Springtime, Repentance, and the God Who Does Extraordinary Things
Podcasts > The Common Good
The idea of “the common good” has a rich history within the Christian church. It’s the notion that, as we pursue Jesus in our lives and in the lives of others, we are fulfilling God’s purposes for His creation. This pursuit can be messy. It means rolling up our sleeves and creating space for hard conversations about real issues that impact our lives. Things like parenting, marriage, finances, politics, art, and culture. On The Common Good, Brian From creates space to have these conversations, to sit with the big questions that we all have, to sometimes disagree, but to always look for the chance to create common good, by following after Jesus. Brian welcome listeners to join them in these conversations, to bring their own questions, hopes, and struggles, and to ultimately share in a journey to see God’s design for all of us fulfilled.
Friday, April 24, 2026
It's a big Friday in the From household — prom night for two kids at Wheaton Academy — and Brian opens the hour with something deeper than small talk: a reflection on what springtime is actually trying to tell us. From the birds waking up to the grass turning green again, Brian makes the case that God didn't design seasons by accident. The cycle of death and new life is a picture written into creation itself, and for anyone living under the weight of broken dreams or regret, it carries a message worth hearing.

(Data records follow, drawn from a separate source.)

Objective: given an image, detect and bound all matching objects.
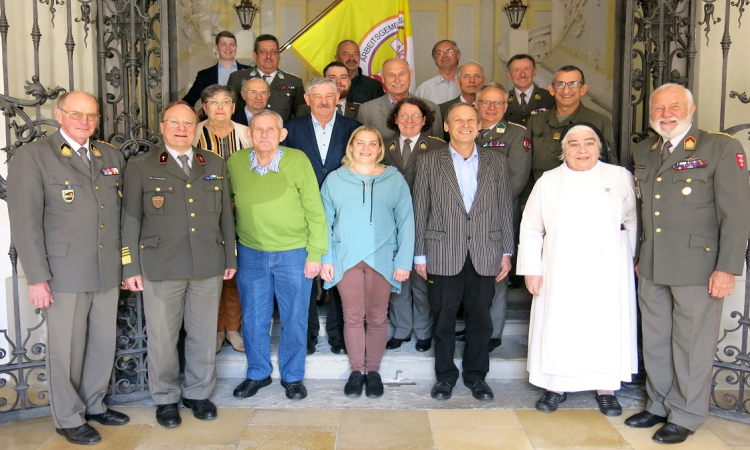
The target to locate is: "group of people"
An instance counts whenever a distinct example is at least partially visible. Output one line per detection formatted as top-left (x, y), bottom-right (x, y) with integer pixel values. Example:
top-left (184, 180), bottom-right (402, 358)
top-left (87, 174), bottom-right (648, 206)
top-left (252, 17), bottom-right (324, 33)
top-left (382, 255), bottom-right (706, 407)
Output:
top-left (8, 32), bottom-right (750, 444)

From there, Brian revisits a Trevin Wax piece on hypocrisy and repentance that's been rattling around in his head — and lands on a phrase worth sitting with: shoot high and repent often. Moral mediocrity dressed up as humility, Wax warns, is just a different kind of rot.

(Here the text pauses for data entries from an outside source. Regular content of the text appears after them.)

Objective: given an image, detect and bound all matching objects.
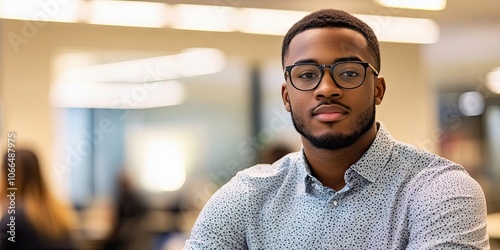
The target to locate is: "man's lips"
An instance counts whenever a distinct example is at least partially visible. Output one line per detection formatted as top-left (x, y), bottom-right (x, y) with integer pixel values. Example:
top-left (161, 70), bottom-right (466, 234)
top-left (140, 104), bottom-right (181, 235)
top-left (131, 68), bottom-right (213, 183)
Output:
top-left (313, 104), bottom-right (348, 122)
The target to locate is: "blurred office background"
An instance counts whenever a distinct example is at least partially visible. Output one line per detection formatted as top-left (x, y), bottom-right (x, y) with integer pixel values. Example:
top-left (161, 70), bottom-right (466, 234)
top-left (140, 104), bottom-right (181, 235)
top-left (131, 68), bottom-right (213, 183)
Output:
top-left (0, 0), bottom-right (500, 249)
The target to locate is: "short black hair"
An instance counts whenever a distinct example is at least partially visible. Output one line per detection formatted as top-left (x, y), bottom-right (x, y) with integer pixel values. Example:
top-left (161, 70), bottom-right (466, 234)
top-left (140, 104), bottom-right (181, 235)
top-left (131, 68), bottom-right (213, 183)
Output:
top-left (281, 9), bottom-right (381, 72)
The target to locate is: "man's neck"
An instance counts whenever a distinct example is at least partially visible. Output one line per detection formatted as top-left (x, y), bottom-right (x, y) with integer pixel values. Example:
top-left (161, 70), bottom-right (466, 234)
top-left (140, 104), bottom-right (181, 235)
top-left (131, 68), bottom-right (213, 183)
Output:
top-left (302, 124), bottom-right (377, 191)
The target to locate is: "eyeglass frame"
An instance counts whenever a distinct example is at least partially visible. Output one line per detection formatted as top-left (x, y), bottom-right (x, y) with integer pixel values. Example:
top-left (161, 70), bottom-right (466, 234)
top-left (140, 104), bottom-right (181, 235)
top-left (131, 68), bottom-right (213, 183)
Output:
top-left (284, 61), bottom-right (379, 91)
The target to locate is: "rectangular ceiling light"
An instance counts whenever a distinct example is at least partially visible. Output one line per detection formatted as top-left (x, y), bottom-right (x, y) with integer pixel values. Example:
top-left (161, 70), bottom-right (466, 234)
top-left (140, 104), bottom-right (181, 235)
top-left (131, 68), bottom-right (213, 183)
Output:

Brian also reflects on NFL wide receiver Cooper Kupp's remarks at a men's event in Minnesota, where Kupp articulated something rare: a clear-eyed understanding of why he plays football, and it isn't for Super Bowls. Then Brian weighs in on the unraveling Mike Vrabel/Diana Russini scandal — not to pile on, but to ask the harder question it raises about the hidden corners in all of our lives.
Rounding out the hour: a story on young Americans doing a month-long smartphone detox, a meditation on what the great Bible stories all have in common, and a look at Randy Alcorn's vision of worship, music, and ordinary life in heaven.